I don't think you logic works. Your table says that if a 0 is in-putted then there is a .1 chance of getting a 0 and a .8 chance of getting a 1. That leaves a probability of .1 or something else happening, but it you add a third state it is no longer a not gate.
In other words, a not gate, regardless of the implementation must have it's columns sum to 1. This is a fundamental principle of probability and the definition of a not gate.
Your comment supposes that the column headers are the inputs.

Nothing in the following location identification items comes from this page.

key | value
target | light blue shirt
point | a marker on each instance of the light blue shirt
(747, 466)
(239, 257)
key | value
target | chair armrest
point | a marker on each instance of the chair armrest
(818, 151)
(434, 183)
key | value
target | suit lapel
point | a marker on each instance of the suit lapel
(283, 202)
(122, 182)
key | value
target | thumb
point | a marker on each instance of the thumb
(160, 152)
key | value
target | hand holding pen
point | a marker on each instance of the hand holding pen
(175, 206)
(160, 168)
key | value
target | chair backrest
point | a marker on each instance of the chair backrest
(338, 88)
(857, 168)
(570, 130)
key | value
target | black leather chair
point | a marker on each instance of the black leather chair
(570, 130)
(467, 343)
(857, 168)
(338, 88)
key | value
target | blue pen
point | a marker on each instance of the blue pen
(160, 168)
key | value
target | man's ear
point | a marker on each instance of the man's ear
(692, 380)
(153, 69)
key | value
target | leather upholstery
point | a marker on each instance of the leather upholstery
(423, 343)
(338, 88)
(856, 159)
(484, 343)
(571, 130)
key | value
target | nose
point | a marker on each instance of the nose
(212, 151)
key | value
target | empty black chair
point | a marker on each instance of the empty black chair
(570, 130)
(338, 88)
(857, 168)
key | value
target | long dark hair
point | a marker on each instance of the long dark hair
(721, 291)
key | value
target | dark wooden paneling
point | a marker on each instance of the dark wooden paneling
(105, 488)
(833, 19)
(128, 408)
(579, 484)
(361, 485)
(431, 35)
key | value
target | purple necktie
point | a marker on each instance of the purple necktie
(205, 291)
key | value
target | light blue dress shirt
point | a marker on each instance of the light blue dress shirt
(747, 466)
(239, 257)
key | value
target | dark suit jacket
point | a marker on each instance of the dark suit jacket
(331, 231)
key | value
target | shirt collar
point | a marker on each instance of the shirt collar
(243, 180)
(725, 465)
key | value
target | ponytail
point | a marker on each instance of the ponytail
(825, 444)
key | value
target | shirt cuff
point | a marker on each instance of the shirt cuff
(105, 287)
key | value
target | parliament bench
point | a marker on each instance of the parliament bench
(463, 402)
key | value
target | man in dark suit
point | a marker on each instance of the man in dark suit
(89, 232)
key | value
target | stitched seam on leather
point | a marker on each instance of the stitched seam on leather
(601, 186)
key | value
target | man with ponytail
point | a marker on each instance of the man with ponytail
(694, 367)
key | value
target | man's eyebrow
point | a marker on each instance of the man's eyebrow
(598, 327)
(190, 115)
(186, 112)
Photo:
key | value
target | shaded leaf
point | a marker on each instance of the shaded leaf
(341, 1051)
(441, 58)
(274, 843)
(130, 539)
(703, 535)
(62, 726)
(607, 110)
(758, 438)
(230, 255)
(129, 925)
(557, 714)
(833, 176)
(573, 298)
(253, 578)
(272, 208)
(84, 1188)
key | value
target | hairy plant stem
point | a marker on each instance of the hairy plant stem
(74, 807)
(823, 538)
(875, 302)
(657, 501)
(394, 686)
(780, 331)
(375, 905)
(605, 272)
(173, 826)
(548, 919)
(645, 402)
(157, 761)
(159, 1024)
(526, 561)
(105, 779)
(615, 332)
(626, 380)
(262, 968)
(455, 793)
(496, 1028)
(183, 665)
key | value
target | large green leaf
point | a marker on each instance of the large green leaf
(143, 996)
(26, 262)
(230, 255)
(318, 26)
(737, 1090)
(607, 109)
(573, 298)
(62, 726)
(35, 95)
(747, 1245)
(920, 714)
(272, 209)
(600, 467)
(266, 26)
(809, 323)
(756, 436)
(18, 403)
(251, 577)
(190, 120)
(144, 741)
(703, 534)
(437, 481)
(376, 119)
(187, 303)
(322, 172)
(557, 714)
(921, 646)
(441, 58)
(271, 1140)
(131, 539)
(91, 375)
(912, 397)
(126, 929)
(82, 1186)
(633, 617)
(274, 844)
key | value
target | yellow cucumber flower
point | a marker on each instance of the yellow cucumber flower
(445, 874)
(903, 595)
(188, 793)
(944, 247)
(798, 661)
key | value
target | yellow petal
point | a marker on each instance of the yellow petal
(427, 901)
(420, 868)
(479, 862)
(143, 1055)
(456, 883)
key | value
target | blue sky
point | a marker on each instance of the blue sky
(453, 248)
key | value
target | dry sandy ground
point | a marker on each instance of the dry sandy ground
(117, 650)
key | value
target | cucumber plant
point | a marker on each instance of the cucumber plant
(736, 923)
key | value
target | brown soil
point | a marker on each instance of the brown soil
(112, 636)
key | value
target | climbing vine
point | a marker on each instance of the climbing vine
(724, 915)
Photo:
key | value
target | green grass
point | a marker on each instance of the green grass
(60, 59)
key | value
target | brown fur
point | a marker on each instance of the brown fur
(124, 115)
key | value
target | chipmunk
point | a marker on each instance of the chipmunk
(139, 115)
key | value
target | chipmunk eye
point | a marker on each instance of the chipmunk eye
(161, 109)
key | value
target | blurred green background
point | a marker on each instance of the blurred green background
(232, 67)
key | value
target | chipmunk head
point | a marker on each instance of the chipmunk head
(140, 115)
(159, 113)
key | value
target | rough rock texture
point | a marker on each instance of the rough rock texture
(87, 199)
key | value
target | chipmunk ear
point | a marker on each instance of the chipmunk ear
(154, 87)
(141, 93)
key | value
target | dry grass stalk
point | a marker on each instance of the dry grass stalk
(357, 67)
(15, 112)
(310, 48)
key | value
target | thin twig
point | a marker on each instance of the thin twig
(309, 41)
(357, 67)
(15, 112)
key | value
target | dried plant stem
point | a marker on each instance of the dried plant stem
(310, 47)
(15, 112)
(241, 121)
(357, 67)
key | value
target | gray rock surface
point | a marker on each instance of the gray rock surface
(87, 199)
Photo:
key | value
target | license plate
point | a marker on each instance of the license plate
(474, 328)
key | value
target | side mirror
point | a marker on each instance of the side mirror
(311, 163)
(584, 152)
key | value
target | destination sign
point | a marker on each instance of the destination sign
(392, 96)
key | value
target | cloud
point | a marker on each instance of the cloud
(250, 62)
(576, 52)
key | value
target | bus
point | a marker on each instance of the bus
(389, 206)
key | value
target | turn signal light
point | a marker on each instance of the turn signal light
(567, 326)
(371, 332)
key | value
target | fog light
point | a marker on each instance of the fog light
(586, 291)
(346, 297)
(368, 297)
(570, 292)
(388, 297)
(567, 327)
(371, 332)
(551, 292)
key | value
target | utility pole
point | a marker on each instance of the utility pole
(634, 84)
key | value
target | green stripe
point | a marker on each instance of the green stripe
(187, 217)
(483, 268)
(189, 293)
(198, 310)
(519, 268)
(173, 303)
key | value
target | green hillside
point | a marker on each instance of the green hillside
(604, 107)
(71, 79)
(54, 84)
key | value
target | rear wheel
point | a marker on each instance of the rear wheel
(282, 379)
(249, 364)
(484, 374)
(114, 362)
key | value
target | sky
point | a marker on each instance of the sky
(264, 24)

However, I used the definition from the article-- "Here the numbers along the left edge, labeling the rows of the matrix, are the inputs to the gate..."
So, taking the columns as the outputs, my point is that adding down the columns corresponds to no particular causal relationship in the physics of the gate.
Your comment did, however, make me realize that I hadn't modified the row probabilities for the second row to sum to one (11-month old under foot). So thanks for that.
In order to satisfy the basic matrix transformation properties
dot = lambda M, v: vector(sum(M[i][j] * v[j] for j in range(len(v))
for i in range(len(M)))
as well as the basic left-to-right, top-to-bottom ordering "M00 M01\nM10 M11", the columns, not the rows, would add up to one. Such a matrix is called a "stochastic matrix" or "Markov matrix".
You are correct that the rows do not have to add up to one, just the columns do, for stochastic matrices.
Quantum gates do demand one special restriction; they must be unitary. A unitary matrix satisfies:
transpose(U) = inverse(U)
This is not as simple as "rows sum to 1" or anything of the sort; as the article says, you can create several examples of 2x2 matrices which have sqrt(1/2) factors in all components.
Perhaps a quantum probabilistic NOT gate requires the columns to add up to 1, but it's certainly not a general requirement of any physical device that imperfectly implements a NOT gate.
Consider the following probability matrix:
For any input (say, 0, in the top row), the output will be interpreted as either a 0 or 1, so the row sum must be 1.However, there's nothing forcing the probability of 0 as an output in one row to depend on its probability in another row. One could implement the gate above in software, with no problems, and a hardware equivalent could certainly be produced.
[Edit-- fixed row probabilities in second row.]